Reputation: 365
AWS Sagemaker model deployment is failing when endpoint_name argument is specified. Any thoughts?
Without endpoint_name argument in deploy, model deployment works successfully. Model training and saving into S3 location is successful either way.
import boto3
import os
import sagemaker
from sagemaker import get_execution_role
from sagemaker.predictor import csv_serializer
from sagemaker.amazon.amazon_estimator import get_image_uri
bucket = 'Y'
prefix = 'Z'
role = get_execution_role()
train_data, validation_data, test_data = np.split(df.sample(frac=1, random_state=100), [int(0.5 * len(df)), int(0.8 * len(df))])
train_data.to_csv('train.csv', index=False, header=False)
validation_data.to_csv('validation.csv', index=False, header=False)
test_data.to_csv('test.csv', index=False)
boto3.Session().resource('s3').Bucket(bucket).Object(os.path.join(prefix, 'train/X/train.csv')).upload_file('train.csv')

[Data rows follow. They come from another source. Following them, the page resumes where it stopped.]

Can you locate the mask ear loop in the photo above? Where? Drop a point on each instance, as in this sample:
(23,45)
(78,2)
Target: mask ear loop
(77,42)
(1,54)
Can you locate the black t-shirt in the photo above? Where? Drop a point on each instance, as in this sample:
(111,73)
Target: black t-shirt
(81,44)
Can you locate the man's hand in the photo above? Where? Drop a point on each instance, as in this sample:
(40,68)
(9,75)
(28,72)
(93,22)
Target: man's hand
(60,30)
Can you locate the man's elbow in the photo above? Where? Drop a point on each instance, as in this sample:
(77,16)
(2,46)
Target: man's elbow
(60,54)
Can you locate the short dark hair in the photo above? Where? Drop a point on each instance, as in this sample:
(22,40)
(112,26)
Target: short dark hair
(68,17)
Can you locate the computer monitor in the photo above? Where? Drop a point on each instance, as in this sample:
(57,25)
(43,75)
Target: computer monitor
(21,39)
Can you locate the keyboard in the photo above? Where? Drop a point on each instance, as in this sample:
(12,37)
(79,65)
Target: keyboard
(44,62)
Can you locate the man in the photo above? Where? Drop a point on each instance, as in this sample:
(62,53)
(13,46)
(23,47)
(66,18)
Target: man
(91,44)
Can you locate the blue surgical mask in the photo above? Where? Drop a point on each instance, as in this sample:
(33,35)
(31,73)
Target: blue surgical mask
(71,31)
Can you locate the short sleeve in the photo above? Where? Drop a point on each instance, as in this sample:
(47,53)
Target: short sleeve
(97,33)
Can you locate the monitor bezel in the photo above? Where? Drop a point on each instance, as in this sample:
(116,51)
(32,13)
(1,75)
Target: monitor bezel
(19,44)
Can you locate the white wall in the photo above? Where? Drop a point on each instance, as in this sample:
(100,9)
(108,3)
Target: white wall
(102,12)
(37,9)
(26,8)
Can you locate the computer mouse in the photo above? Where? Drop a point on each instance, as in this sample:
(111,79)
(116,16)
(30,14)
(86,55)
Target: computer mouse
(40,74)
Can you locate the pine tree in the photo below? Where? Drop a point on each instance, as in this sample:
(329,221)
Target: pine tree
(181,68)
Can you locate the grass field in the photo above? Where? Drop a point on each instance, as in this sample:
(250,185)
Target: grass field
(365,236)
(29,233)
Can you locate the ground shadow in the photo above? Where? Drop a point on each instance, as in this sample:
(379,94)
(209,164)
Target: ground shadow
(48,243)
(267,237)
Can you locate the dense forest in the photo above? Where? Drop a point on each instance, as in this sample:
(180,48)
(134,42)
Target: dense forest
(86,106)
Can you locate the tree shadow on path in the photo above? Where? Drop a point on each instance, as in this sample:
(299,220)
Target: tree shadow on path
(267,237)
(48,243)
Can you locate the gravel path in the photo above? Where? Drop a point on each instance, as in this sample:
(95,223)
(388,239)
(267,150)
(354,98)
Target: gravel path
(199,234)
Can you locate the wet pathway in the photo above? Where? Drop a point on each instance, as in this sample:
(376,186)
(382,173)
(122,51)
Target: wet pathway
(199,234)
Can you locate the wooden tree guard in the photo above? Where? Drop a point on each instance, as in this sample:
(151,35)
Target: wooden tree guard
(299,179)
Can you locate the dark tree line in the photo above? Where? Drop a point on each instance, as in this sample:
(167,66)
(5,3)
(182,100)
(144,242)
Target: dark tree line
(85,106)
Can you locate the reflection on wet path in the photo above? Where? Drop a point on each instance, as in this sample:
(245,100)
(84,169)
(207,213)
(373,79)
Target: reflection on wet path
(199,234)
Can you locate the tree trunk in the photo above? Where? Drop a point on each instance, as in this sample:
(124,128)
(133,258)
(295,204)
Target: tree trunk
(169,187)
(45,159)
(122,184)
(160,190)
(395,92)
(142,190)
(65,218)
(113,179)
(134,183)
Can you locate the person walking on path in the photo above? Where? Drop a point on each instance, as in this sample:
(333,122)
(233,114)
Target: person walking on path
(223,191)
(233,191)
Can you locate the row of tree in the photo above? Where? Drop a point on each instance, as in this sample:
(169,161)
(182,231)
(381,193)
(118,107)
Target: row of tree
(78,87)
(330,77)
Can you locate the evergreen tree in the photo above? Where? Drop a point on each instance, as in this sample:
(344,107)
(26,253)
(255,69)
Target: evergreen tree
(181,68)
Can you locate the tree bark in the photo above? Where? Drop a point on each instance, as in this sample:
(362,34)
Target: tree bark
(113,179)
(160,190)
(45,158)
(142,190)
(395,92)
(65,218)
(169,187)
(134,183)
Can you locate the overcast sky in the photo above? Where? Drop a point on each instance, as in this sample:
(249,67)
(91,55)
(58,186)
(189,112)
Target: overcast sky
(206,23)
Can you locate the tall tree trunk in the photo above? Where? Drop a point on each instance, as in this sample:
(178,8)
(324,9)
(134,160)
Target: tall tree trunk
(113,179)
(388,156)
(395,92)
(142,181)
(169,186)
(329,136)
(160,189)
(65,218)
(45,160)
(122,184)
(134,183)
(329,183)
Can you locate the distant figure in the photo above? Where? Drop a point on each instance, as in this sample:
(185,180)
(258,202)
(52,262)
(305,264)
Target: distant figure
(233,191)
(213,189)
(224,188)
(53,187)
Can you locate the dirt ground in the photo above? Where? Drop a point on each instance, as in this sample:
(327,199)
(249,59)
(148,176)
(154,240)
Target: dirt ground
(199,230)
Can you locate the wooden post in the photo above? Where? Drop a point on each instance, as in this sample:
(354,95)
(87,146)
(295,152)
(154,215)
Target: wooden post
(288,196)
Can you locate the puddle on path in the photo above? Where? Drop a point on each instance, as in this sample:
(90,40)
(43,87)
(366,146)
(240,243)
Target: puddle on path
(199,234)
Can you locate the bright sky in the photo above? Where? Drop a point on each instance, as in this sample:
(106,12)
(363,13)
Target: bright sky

boto3.Session().resource('s3').Bucket(bucket).Object(os.path.join(prefix, 'validation/X/validation.csv')).upload_file('validation.csv')
container = get_image_uri(boto3.Session().region_name, 'xgboost')
#print(container)
s3_input_train = sagemaker.s3_input(s3_data='s3://{}/{}/train/{}'.format(bucket, prefix, suffix), content_type='csv')
s3_input_validation = sagemaker.s3_input(s3_data='s3://{}/{}/validation/{}/'.format(bucket, prefix, suffix), content_type='csv')
sess = sagemaker.Session()
output_loc = 's3://{}/{}/output'.format(bucket, prefix)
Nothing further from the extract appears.